By Dave Andrusko
Editor’s note. My family will be on vacation through the end of this week. I will be posting an occasional new story, but for the most part we will be re-posting columns that ran over the last year. Many will be strictly educational while some will about remind us of notable victories this legislative cycle.
As someone who taught a long time ago and who has two members of my family currently teaching in the public schools, I do my best to keep abreast of the latest waves in education reform.
Relevance to us? If you think about it, every pro-lifer—every pro-lifer—is a teacher. Each of does it in her or his way; some have been educating for decades, others are ‘student teachers’; and, naturally, some are better at it than others.
(In this post we are not talking about educating people who are already eager to absorb what we can offer. Rather it’s those whom we are working to bring over the side of life who may be very reluctant to listen.)
Given the incredible importance of our “subject matter”—the protection of vulnerable unborn babies which is inextricably intertwined with helping their mothers find “a better way”—we are always on the lookout for good pedagogical ideas.
Here’s one. This morning, out of the corner of my eye, I saw the front cover of Sunday’s Parade magazine which bannered the article, “How to Build a Better Teacher,” by Elizabeth Green. [The article was adapted from the author’s forthcoming book, “Building a Better Teacher: How Teaching Works (And How to Teach It to Everyone).”]
For our purposes, what’s significant were the “five examples, taken from the findings of the best education researchers, of what great teachers do differently.” Let me mention three which I will adapt to educating about the beauty and the sanctity of human life. [If you care to, you can read the full article.]
#1. “They can right a wrong.” When a student gives an incorrect answer, rather than jump to say, “wrong,” the “best teachers put themselves in their students’ shoes—and grapple with how they arrived at the wrong answer in order to set them right.” When we are trying to win someone over, we are trying to nudge their hearts and their minds in a life-affirming direction, not score debating points. Gently, start from where they are at and help them see where and why they went wrong.
#2. “They encourage deeper thinking.” Comparing Japanese and American teachers in their classrooms, Green concluded there is a “nuanced difference in how the questions were framed” which had a huge influence in the participation rate among the students. Asking “how or why” questions (as opposed to merely asking “what”) meant many more Japanese students “helped initiate the solution to a problem.” The former approach is obviously more open-ended, which, we can hope, keeps the discussion with our potential recruit going rather than ending with one or two back-and-forths. And great teachers also
#3. “They show more than they tell.” This is described as “helping students learn to complete tasks that require a lot of detailed thinking.” (Stanford education professor Pam Grossman calls this “modeling.”) In our realm, if we are asking someone to grasp what may seem to them the rough equivalent of learning a foreign language (because they have not been exposed to formal or informal pro-life tutoring), it’s often not enough to tell them to consider what we said again or read our piece of pro-life literature once more.

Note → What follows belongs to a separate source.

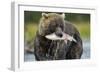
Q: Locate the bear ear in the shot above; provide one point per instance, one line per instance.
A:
(63, 15)
(45, 15)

To get them from here to there we need to be more specific, showing “the invisible mental steps that go into” the kind of thinking that allows us to grasp more complicated and nuanced concepts. (Green writes that “Grossman calls this ‘making your thinking visible.’”) On our part this requires patience and also a self-reminder that once upon a time we didn’t know what we know so well now. What is self-evident (to us) is not to them. We need to walk them through the steps.
One other very reassuring observation from Green’s excerpt which is implicit. She argues that research demonstrates conclusively that (contrary to Hollywood) “what makes for great and nimble teachers” is not that they are born that way.
These kinds of exceptional educators come in all stripes—extroverts and introverts; humorous and serious; “flexible as rubber,” others far less so.
By making the effort, anyone of us can be, in our own way, a more effective ambassador for Life.